Uscendo dal museo mi ritrovo nella Plaza del Potro. Una targa, sul muro al mio fianco, riporta la scritta: «El principe de los ingenios de Espana[…] mencionó este lugar y barrio en la mejor novela del mundo», così omaggiano il loro amato scrittore gli ammiratori di Miguel de Cervantes. Il suo romanzo passa anche di qui, o più precisamente in fronte a questa targa, sul lato opposto della piazza, nella Posada del Potro (la Trattoria del Puledro), una casa di piaceri del XV secolo perfettamente conservata, che oggi ospita il Centro del Flamenco Fosforito.
Mi dirigo verso il centro storico. Anche a Cordova, come in molte città andaluse, permangono i segni del passaggio di più popoli. Così, camminando per le sue vie, ci si può imbattere in un tempio o in un ponte romano, o entrare per errore in una sinagoga dal soffitto finemente lavorato; si può passeggiare per i giardini di quello che era il palazzo dei re cristiani, l’Alcázar, o visitare il museo dell’inquisizione; ma il monumento forse più rappresentativo di questo incrocio di culture è la Mezquita Catedral, la grande moschea di Cordova che fu convertita in cattedrale dopo la reconquista dei cristiani. La particolarità che rende unico questo edificio è la selva di colonne scure sormontate da doppie arcate ocra e rosse che sostengono l’alto soffitto, trasmettendo una sensazione di imponenza e leggerezza allo stesso tempo. Su una di queste colonne è incisa una croce: leggenda vuole che l’abbia tracciata l’unghia di un ragazzo cristiano, al tempo in cui l’edificio aveva ancora la funzione di moschea, dopo essere stato legato alla colonna per aver tentato di convertire la ragazza mussulmana di cui era innamorato.

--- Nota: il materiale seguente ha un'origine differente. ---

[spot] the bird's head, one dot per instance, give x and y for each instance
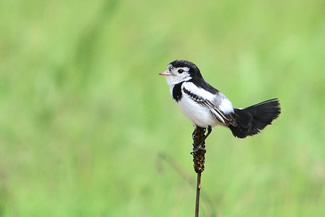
(180, 71)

Ma la leggenda che preferisco è sicuramente quella di José María el Tempranillo: il leggendario bandito andaluso che deve il suo soprannome al fatto che iniziò la sua carriera di fuorilegge a soli 15 anni. El Tempranillo non era una bandito sanguinario e spietato, anzi, parte della sua fama è dovuta al suo lato da gentiluomo: si dice che avesse un occhio di riguardo in particolare per le dame, tanto che quando assaltava la carrozza di una signora, la aiutava a scendere, la accompagnava all’ombra e le prendeva i gioielli, sussurrandole che «una mano così bella non ha bisogno di questi monili».
Non posso certo lasciare questa città senza aver visto uno spettacolo di flamenco: questa intensa danza accompagnata da canto e chitarra, dichiarata nel 2010 Patrimonio culturale immateriale dell’umanità dall’UNESCO, è un’altra espressione della storia multiculturale dell’Andalusia. Fu introdotta in questi luoghi dai gitani, e si mescolò ai canti e alle danze tradizionali andaluse e delle popolazioni perseguitate, i mori e gli ebrei. Mi reco in un tablao, dove possiamo cenare mentre assistiamo allo spettacolo, e per tutta la sua durata l’intera sala viene rapita dai movimenti della ballerina e dal canto malinconico del suo accompagnatore. Nonostante sappia lo spagnolo, non capisco le parole del suo canto, che viene usato quasi come uno strumento musicale. Malgrado ciò, a tutti i presenti nella sala è chiara la triste storia d’amore che racconta, e il suo lamento trasporta le menti lontano, in altri luoghi e altri tempi ormai perduti. Così mi saluta Cordova, presto mi metterò di nuovo in viaggio, questa volta verso Granada.